Ja, daran ändert sich nichts . Das Vereinigte Königreich bleibt trotz Brexit Teil des Europäischen Hochschulraums, der durch die Bologna-Reform begründet wurde. Studienleistungen und Abschlüsse können also wie zuvor untereinander anerkannt werden.

Brauche ich für ein Studium in England oder Schottland jetzt ein Visum?

Das kommt auf die Länge des Aufenthalts an.

Wer weniger als sechs Monate an einer britischen Hochschule studiert, braucht auch in Zukunft kein Visum . »Diese Regelung ist eine enorme Erleichterung für Studierende«, sagt Krahe. Allerdings sei der Aufenthaltszweck in dieser Zeit klar begrenzt, arbeiten dürfe man nicht. »Studierende haben also keine Möglichkeit, einen Teil der Kosten reinzuholen, indem sie etwa in einem Restaurant jobben.«

»Behörden und Universitäten haben lange Erfahrung mit internationalen Studierenden.«

Ruth Krahe, DAAD

Wer für mehrere Semester oder ein ganzes Studium bleiben will, muss seit dem 1. Januar 2021 ein Studierendenvisum  beantragen. Um eine solche Aufenthaltsgenehmigung zu bekommen, muss man eine Zusage für einen Studienplatz einreichen und nachweisen, dass ausreichende finanzielle Mittel für den Aufenthalt sowie gute Englischkenntnisse vorhanden sind. Der Visumsantrag kann online ausgefüllt werden und kostet 385 Euro.

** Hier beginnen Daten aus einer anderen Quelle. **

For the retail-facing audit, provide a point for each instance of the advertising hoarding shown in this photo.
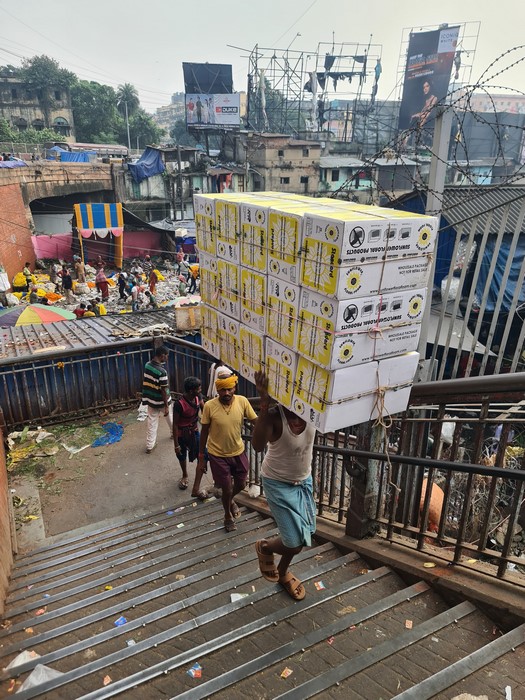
(427, 74)
(212, 110)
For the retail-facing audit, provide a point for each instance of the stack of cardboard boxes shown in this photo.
(326, 296)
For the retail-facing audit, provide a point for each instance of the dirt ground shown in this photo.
(73, 490)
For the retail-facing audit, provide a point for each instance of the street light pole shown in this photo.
(127, 125)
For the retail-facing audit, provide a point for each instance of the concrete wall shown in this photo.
(6, 554)
(20, 186)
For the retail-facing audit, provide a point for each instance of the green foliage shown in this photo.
(95, 112)
(44, 72)
(127, 96)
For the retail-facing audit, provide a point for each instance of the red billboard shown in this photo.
(427, 75)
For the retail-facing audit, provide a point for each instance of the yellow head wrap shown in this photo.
(226, 383)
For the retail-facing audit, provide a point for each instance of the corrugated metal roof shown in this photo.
(24, 342)
(464, 203)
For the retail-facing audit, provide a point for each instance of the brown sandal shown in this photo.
(229, 525)
(266, 564)
(292, 586)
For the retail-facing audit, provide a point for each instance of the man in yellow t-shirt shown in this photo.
(222, 420)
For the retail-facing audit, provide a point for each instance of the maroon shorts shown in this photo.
(224, 468)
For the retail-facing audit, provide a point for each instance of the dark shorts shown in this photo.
(189, 446)
(224, 468)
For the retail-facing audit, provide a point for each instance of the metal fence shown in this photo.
(477, 320)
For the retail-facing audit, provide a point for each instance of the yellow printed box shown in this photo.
(252, 346)
(210, 331)
(282, 312)
(208, 279)
(229, 332)
(339, 334)
(281, 364)
(253, 299)
(322, 273)
(346, 397)
(254, 234)
(229, 300)
(362, 233)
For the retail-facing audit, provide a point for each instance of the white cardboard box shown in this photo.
(228, 284)
(335, 400)
(253, 299)
(252, 349)
(322, 273)
(339, 334)
(229, 333)
(282, 311)
(210, 331)
(372, 233)
(281, 365)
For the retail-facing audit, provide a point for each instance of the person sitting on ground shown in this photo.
(80, 311)
(287, 482)
(152, 301)
(185, 426)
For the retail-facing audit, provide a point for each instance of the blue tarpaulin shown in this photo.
(149, 164)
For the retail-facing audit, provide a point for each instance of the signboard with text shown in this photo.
(430, 57)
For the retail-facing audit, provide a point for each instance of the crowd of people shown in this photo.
(286, 467)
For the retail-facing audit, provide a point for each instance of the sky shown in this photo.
(145, 43)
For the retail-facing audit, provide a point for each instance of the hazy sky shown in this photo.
(145, 43)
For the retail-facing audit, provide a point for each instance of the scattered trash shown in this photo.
(23, 658)
(114, 433)
(234, 597)
(40, 674)
(195, 671)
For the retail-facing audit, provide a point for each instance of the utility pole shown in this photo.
(436, 187)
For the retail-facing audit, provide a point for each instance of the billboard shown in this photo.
(207, 78)
(430, 57)
(212, 110)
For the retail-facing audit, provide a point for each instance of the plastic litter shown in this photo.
(114, 432)
(40, 674)
(23, 658)
(234, 597)
(195, 671)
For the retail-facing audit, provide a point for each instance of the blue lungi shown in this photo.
(293, 509)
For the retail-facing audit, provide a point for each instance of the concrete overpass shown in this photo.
(40, 180)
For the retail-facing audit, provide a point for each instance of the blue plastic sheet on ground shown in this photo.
(114, 432)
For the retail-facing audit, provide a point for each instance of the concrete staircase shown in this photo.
(129, 609)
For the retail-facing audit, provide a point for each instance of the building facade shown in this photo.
(26, 107)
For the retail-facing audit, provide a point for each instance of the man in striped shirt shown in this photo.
(156, 395)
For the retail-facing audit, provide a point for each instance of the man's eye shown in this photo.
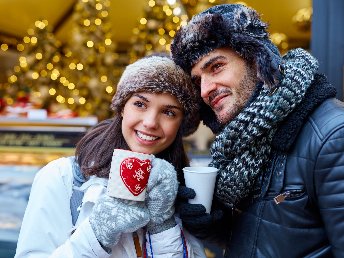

Wer ein Visum hat, muss zudem eine immigration health surcharge  für den Zugang zum NHS, dem öffentlichen Gesundheitsdienst, zahlen. Für Studierende beträgt die Gebühr 520 Euro jährlich.

Aber immerhin: Die bürokratischen Prozesse für internationale Studierende würden im Vereinigten Königreich ziemlich zuverlässig laufen, sagt Krahe. »Da Großbritannien schon immer ein beliebter Standort für Studierende aus aller Welt war, haben die Behörden und Universitäten damit lange Erfahrung.«

Was muss ich in Zukunft noch beachten?

In der Zeit nach dem Brexit stehe vor allem ein Umdenken an, sagt Krahe. »Wir sind es – überspitzt gesagt – gewohnt, uns am Freitagabend zu entscheiden, dass wir am Montag nach England fliegen und da ein Praktikum machen.« Mit den neuen Regeln brauche man auf jeden Fall mehr Planungszeit. 

Außerdem müssten Studierende begreifen, dass die Aufenthaltsbedingungen unbedingt ernst genommen werden müssten. Wer zum Beispiel ohne das passende Visum arbeite, könne seine Aufenthaltsgenehmigung ganz schnell verlieren. Das Vereinigte Königreich sei da nicht weniger streng als beispielsweise die USA, sagt Krahe.

Trotz des höheren Organisationsaufwands ist Krahe aber optimistisch: »Das sollte jeder Student hinbekommen.«

Was ist mit Studierenden aus England, Schottland, Wales oder Nordirland, die in Zukunft ein Auslandssemester machen möchten?

Für die hat Boris Johnson einen neuen Plan: Das sogenannte Turing-Programm  soll jährlich etwa 35.000 Studierenden aus dem Vereinigten Königreich Auslandsaufenthalte ermöglichen, nicht nur in der EU, sondern an Universitäten weltweit. Dafür hat die Regierung bereits 100 Millionen Pfund zur Verfügung gestellt. Eine Ausnahme gibt es zudem für nordirische Studierende: Sie können das Erasmus-Programm weiterhin nutzen .

Ausländische Studierende, die ins Vereinigte Königreich kommen, profitieren jedoch von beiden Regelungen nicht.